In previous studies [2, 3, 5] shortcomings of traditional education in child and adolescent psychiatry (CAP) that can be overcome by CCPS have been described, such as: 1. Supervision takes place after clinical encounters; 2. Learning goals are driven by the instructor rather than the learner; 3. Limited ability to reflect and act in real time; 4. Lesson plans can become ossified. By contrast, through CCPS, 1. supervision shifts from a hierarchical to an equal encounter; 2. Learning goals become driven by the learner rather than the supervisor; 3. Reflection and action shift to happen in real time; 4. Lessons become lively and will impact the learner more meaningful through their emotional involvement.

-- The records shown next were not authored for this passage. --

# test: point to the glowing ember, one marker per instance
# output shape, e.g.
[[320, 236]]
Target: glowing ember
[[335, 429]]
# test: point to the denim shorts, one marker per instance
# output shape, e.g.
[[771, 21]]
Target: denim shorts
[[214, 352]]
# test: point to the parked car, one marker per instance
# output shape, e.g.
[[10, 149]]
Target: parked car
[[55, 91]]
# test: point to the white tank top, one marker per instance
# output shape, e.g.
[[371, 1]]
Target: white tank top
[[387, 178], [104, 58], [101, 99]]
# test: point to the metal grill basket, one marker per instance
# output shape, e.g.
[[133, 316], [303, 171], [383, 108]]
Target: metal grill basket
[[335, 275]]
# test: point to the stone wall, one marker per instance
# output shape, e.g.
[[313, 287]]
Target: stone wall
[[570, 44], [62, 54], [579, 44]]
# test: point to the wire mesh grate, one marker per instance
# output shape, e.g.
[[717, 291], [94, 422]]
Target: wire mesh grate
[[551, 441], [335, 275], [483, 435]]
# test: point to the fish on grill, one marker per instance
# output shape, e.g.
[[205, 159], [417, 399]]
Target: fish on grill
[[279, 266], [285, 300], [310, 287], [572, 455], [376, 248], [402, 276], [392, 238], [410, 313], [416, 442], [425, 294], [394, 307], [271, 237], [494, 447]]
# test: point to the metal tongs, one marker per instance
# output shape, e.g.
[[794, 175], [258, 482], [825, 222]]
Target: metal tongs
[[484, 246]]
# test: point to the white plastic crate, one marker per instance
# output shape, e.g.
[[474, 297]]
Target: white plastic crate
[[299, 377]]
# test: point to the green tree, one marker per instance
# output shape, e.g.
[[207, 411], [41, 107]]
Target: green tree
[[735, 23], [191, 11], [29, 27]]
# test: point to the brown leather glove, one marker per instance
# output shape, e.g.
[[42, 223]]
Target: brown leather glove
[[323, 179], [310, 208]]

In addition, there are clear advantages to developing collaborative spaces at international conferences, however transient: CAPs already decided to gather in a particular location for educational purposes whether, from isolated remote, rural or under-sourced areas or academic hotspots; equitable participation in a supportive, risk-free, and collegial space is facilitated. In addition to these logistic considerations, ICoPs can support common international training goals through shared development of knowledge, skills, and attitudes, or implementation of evidence-based knowledge in CAP across cultures worldwide. This helps enhance a global common understanding, language and practice of CAP bridging cultural, religious, gender and societal differences and inequality.
In this study, the first session being also part of a larger study involving digital CCPS sessions, [5] we sought to address several of these advantages by creating and studying two ICoPs in CAP characterized by: 1) cooperation between international participants; 2) the use of human simulation, in real-time, following the co-constructive patient simulation (CCPS) model; 3) the application of the principles of design-based research (DBR) [6] and an objective evaluation framework for improvements [7].